As well, the campaign has a significant educational component. Consumers simply don't understand how big business and government decision-making affects farming and the food on the family table.
‘Buy Nova Scotia’ campaign needed
I certainly wasn't the only one last week to feel encouraged when NDP leader Darrell Dexter said that this province needs a ‘Buy Nova Scotia’ campaign to help our struggling farmers. Dexter proposed spending $250,000 on an ad campaign to encourage Nova Scotians to buy local produce and meat.
The best party leader in the province indicated that the governing Tories have promised a similar campaign four times in the last eight years, but failed to follow up on it. "We say this is the time to deliver on this promise and farmers want them to," he said last Friday.
The NDP plan calls for provincially funded organizations to buy Nova Scotia-grown products whenever possible. Stickers would also be added to local goods to alert shoppers. A similar program in Manitoba helped farmers in that province, Dexter said. Seems to me this kind of drive is a no-brainer. If we support fair trade internationally, we should take care of our own first.
It was last July that the Women's Institutes started their WI Buy Local Challenge. Participants were asked to do the following: to eat at least one home-cooked meal per week using mainly local ingredients; to incorporate at least one never-before-tried local ingredient into their diet; to ‘brown-bag’ at least one meal per week that is primarily made of local ingredients; to talk to at least one food retailer and one food producer about local food choices; to complete the WI Buy Local Challenge survey; and to choose local food products whenever possible. I know WI survey-takers were at the
Wolfville Farm Market last fall and the results will be released soon.
Public consultation
Meanwhile, the Farmers Markets Cooperative of Nova Scotia, which is a network of 10 province-wide farm markets, is about to hold a public consultation. Sessions in Truro and Kentville are being sponsored to shape Agriculture and Agri-Food policy that will impact agriculture in Nova Scotia. The local one is slated for Friday, Feb. 23 at the Wandlyn
Inn. It will run from 9 a.m. to 4:30 p.m.
In addition, producer Eric Frank was telling me at the market Saturday that the Inaugural Assembly of the Nova Scotia Food Security Network and for the Annual Food Costing Partnership Workshop Day will take place March 8-9 in Debert.
It's being billed as an opportunity to talk about food security issues, network with others and become involved in a process called Provincial Participatory Food Costing.
I've encountered some farmers who understand the drive to sell from the farm gate and bypass the middleman who soaks up all the profit.
Listening to local producers like John Lohr and Lance Bishop, one senses they have the ideas to help turn certain components of agriculture around. Some government backing would be fine, if only government understood the mammoth issues involved in relocalization.

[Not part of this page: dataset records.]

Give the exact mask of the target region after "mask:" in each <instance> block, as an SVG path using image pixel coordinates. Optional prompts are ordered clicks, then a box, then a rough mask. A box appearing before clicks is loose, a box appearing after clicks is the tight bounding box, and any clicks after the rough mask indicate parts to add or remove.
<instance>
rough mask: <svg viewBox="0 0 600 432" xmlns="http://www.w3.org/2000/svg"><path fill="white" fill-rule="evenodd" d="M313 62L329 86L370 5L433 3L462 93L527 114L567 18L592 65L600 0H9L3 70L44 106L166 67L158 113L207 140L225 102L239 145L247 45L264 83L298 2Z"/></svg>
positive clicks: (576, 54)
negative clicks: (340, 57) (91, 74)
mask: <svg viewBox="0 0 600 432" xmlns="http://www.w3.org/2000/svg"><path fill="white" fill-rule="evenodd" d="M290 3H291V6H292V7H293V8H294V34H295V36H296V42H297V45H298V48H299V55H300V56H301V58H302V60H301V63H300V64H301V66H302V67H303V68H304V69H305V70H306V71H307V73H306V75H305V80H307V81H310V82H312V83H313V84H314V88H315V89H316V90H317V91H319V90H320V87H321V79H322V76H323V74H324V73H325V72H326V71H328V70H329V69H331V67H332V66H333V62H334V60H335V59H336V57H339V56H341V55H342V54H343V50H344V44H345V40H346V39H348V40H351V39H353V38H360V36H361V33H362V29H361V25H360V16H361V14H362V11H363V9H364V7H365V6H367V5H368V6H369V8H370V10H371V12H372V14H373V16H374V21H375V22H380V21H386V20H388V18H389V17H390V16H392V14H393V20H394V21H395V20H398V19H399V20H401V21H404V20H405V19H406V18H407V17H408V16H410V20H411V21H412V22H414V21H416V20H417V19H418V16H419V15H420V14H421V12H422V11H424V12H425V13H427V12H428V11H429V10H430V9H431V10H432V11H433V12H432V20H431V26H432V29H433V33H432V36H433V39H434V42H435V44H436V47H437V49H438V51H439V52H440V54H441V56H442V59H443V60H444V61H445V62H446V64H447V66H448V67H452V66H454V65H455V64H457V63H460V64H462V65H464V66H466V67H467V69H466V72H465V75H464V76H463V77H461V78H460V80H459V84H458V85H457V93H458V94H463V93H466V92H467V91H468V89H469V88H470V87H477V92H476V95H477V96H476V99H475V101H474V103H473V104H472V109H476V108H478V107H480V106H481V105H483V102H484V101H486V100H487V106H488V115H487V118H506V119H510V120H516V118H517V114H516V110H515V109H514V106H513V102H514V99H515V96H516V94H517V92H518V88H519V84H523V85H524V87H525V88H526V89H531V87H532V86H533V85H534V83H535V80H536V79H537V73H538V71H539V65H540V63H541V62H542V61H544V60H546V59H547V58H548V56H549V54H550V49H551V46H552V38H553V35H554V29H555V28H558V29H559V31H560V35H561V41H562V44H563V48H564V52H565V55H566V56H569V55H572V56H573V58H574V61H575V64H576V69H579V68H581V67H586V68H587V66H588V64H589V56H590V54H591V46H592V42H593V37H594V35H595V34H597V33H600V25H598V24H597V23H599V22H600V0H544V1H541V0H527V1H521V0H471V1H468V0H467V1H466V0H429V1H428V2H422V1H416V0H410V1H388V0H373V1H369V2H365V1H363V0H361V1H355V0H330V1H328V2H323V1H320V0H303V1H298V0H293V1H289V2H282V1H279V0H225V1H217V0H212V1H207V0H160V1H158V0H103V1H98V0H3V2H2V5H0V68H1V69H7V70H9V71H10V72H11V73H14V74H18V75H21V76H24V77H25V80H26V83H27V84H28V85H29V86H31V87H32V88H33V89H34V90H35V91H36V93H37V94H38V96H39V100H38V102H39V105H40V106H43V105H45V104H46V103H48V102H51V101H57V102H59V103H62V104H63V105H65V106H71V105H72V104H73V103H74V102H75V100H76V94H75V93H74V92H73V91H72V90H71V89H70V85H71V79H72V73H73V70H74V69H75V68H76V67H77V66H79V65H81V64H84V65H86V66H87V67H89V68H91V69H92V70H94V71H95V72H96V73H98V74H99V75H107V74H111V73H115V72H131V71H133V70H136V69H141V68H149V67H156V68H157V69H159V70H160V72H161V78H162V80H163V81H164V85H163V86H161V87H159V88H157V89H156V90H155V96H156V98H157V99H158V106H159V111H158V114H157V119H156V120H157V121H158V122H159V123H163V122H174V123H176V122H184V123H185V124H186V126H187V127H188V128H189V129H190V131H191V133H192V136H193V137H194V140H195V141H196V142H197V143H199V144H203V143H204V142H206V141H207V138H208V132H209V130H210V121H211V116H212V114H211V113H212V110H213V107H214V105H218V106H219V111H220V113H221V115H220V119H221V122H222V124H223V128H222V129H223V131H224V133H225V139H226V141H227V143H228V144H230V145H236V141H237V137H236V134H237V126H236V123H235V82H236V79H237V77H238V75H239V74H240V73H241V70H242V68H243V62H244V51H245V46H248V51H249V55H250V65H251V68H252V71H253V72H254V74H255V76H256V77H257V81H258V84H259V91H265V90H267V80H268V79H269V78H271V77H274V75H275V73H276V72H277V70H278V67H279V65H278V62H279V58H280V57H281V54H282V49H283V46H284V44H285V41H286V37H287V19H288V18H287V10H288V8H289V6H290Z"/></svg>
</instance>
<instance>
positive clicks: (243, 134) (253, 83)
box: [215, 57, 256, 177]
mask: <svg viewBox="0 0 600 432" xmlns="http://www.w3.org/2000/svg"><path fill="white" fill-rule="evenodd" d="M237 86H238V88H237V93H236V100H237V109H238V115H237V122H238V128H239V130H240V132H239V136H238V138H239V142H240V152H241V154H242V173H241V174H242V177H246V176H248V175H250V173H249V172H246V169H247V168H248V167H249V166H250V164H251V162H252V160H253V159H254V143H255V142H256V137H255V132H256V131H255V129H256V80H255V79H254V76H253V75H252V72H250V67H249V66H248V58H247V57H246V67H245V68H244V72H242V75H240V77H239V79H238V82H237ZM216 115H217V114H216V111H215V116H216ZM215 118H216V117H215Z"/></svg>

There are examples from elsewhere to light the way. Take Tom Janzen, owner of Bread and Circuses in Winnipeg. Janzen was a farmer who got his start in the food business by selling his bread at the Portage Farmers’ Market. He currently owns successful food restaurant/bakeries, is a strong advocate of local food and workshop speaker.
Nobody wants to see the fine family farms of the Annapolis Valley look like the decrepit and abandoned barns and grain elevators of Woodrow, Saskatchewan. There’s no question the challenge involves every one of us who live in the shadows of the North and South Mountains.